What God did for Me


Sefat Emet wondered about the words in the Haggadah, “In every generation, we are obligated to see ourselves as if we went out of Egypt”.

In every generation, said Sefat Emet, God brings us out of Egypt, but we don’t always see it. The purpose of the seder, he said, is to train us, to open our eyes, so that the memory of Egypt will always be with us. And perhaps, said Sefat Emet, that memory will help us through dark times.

So on this very dark year, I want to tell you what God did for me when he brought me out of the land of Egypt.

I had the kind of childhood where kids wind up committing suicide or driving into a ditch somewhere.  But every Shabbat, my childhood rabbi would open the ark, and he would say, “In this scroll is every secret of our people from Sinai to now.”  Somehow, I believed him.  And at the age of eight, I began studying Torah. And I learned that our ancestors had suffered, too.
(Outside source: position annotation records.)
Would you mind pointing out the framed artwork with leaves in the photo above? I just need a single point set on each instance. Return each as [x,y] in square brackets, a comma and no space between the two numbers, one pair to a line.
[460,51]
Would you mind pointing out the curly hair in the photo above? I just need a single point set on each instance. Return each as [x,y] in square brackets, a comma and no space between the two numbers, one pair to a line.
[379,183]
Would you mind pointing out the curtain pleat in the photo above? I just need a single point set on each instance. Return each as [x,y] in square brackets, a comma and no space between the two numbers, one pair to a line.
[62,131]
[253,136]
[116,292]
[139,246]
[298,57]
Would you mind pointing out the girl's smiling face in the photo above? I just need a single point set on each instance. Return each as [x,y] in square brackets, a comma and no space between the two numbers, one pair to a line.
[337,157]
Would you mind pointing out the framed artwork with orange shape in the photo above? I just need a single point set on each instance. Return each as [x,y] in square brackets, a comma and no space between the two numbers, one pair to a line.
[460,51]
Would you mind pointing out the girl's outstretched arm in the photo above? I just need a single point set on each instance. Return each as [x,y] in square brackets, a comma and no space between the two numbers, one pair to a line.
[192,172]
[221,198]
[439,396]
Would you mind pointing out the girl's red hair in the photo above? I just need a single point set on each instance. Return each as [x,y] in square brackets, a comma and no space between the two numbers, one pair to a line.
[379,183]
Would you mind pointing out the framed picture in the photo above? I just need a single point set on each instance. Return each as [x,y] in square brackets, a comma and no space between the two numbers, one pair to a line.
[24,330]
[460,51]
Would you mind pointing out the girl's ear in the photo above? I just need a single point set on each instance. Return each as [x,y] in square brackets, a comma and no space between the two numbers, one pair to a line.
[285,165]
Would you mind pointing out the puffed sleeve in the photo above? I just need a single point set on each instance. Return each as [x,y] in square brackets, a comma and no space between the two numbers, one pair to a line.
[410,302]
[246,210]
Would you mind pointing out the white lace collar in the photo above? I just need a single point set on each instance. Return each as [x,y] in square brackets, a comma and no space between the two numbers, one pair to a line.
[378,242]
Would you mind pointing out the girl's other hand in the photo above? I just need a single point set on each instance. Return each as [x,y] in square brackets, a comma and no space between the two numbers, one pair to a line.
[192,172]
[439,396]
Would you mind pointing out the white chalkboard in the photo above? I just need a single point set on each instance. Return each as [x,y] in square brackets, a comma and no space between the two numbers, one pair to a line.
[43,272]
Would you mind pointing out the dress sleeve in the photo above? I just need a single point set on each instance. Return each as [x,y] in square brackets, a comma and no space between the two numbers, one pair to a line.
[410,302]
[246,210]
Our ancestors were slaves in Egypt for almost 400 years, I learned – so long that they started to accept it.  They were so deadened by the hard labor that they couldn’t even cry out.  And then a miracle happened. “The people sighed from the hard labor”, the Torah tells us, “And God heard their cry, and God said, “I will bring them out.”

For the first time in my life, I discovered hope.  If we cry out, I realized, if we find the courage to express our pain, then God will hear us, and somehow, with the help of God, we will find a better life.

Its been 65 years since I began studying Torah. And this year, in my final semester of rabbinical school, I got to study Torah in a whole new way. Sitting there, studying with a great teacher, I got to look back on words that changed my life – the words that taught my eight year-old self how to cry out, how to have faith, and how to aspire for something better.

My eight year-old self could have never imagined that moment.

And last night, as we read the story about they ancient rabbis who held a seder together at B’nai Brak, my wife put her hand on my shoulder. “Next month”, she said, “you’ll be a rabbi too.”

Thank you, God, for bringing me out of the land of Egypt.